Can You Correct Years of Bad Posture?
To initiate positive changes, one must focus on strengthening and stretching key muscle groups while addressing underlying factors contributing to poor posture.
Commence with exercises that target the core muscles, including the abdominals and lower back. Strengthening these areas provides a stable foundation for maintaining an upright posture. Incorporate exercises such as planks, bridges, and pelvic tilts into your routine to enhance core strength.
Addressing muscle imbalances is crucial. Years of poor posture can lead to certain muscles becoming overactive and tight, while others weaken and lengthen. Target these imbalances through specific stretching and strengthening exercises. For instance, stretch tight chest muscles to counteract rounded shoulders, and strengthen the upper back muscles to improve thoracic spine alignment.

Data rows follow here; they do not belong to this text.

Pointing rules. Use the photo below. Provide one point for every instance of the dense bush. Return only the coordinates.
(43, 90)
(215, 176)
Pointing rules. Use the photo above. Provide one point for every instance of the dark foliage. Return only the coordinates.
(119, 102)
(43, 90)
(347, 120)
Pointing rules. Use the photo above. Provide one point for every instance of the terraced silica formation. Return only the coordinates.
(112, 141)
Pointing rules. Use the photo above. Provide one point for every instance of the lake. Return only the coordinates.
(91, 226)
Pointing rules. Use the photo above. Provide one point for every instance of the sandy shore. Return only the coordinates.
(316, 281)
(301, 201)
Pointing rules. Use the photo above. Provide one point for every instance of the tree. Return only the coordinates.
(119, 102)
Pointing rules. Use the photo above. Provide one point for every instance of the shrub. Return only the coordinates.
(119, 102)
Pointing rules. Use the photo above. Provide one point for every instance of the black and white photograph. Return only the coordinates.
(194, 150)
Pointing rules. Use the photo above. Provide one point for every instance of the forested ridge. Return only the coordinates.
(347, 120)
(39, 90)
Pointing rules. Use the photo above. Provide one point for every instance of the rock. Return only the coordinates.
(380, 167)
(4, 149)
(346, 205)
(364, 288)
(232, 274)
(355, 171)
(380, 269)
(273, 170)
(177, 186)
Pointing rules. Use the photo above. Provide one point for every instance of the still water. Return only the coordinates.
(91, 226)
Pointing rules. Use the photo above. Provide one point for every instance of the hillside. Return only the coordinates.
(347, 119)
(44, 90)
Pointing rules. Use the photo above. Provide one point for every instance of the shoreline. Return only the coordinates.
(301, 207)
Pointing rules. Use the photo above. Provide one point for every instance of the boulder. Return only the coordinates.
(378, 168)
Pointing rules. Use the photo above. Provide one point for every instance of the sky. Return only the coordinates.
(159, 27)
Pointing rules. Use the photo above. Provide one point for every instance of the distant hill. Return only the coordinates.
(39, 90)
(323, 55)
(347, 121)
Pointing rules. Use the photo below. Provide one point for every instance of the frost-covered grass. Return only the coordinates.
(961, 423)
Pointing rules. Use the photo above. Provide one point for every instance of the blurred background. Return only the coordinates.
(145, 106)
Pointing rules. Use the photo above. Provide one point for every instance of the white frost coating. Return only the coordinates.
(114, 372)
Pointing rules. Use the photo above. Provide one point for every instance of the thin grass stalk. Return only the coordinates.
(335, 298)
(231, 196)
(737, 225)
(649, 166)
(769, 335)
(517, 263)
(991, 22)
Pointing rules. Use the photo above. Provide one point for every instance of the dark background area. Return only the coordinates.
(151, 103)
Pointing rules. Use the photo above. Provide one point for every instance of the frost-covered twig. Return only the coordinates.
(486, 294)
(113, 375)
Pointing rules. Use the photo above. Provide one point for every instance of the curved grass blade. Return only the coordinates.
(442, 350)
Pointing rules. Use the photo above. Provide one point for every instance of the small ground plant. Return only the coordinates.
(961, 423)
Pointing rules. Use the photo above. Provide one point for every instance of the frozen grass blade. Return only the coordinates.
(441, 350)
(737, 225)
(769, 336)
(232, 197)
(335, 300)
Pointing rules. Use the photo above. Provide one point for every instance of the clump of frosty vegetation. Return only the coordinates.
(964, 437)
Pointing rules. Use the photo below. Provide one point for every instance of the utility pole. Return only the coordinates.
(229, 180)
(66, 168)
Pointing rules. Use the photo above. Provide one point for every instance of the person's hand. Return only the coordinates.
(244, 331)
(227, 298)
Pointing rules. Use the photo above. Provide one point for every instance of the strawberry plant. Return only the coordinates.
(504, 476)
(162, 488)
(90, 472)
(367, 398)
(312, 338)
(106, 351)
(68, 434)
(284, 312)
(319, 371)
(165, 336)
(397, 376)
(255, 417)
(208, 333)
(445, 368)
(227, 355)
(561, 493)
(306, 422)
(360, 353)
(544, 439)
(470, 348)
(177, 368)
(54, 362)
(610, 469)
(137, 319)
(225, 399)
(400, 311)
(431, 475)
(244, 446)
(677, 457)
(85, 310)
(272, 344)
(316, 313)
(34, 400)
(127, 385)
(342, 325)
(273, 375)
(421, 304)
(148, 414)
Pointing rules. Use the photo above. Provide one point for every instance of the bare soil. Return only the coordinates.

Developing body awareness is essential. Mindful practices such as yoga and Pilates can help increase awareness of body positioning and encourage proper alignment. Incorporate postural correction exercises into your daily routine, focusing on maintaining a neutral spine during various activities.
Ergonomic modifications in your workspace and daily habits are vital components. Ensure that your desk and chair are set up to support proper alignment. Take breaks to stretch and move throughout the day, preventing prolonged periods of static posture.
Professional guidance from a physical therapist or chiropractor can provide personalized assessments and corrective strategies based on your specific postural issues. These experts can offer hands-on interventions, exercises, and advice tailored to your unique needs.
Consistency is key in posture correction. Establishing new habits takes time, so be patient and committed to the process. Implementing these strategies collectively will contribute to gradual improvement and help correct years of bad posture effectively.
Can You Fix Bad Posture?
You know those bad days when the tank tops and yoga pants get a bit tighter, or the morning stretch session hasn't worked so well, or your weight's not moving the way you want it to? I totally understand. The worst part is that these doldrums don't tend to ever end, even after months of consistent work at your health and fitness goals. But there's an easy trick that you can use to escape them before they even start.
Proper spinal alignment is very conducive to good posture so take spinal health seriously.
For people who sit all day, especially using a keyboard for work, this is practically mandatory.
The above suggestions are just a small sampling of things you can do to maintain good posture.
It is highly recommended that you see a doctor regularly and confer with him or her on the things we suggest, and ask for advice on how to maintain good posture on a more individual level.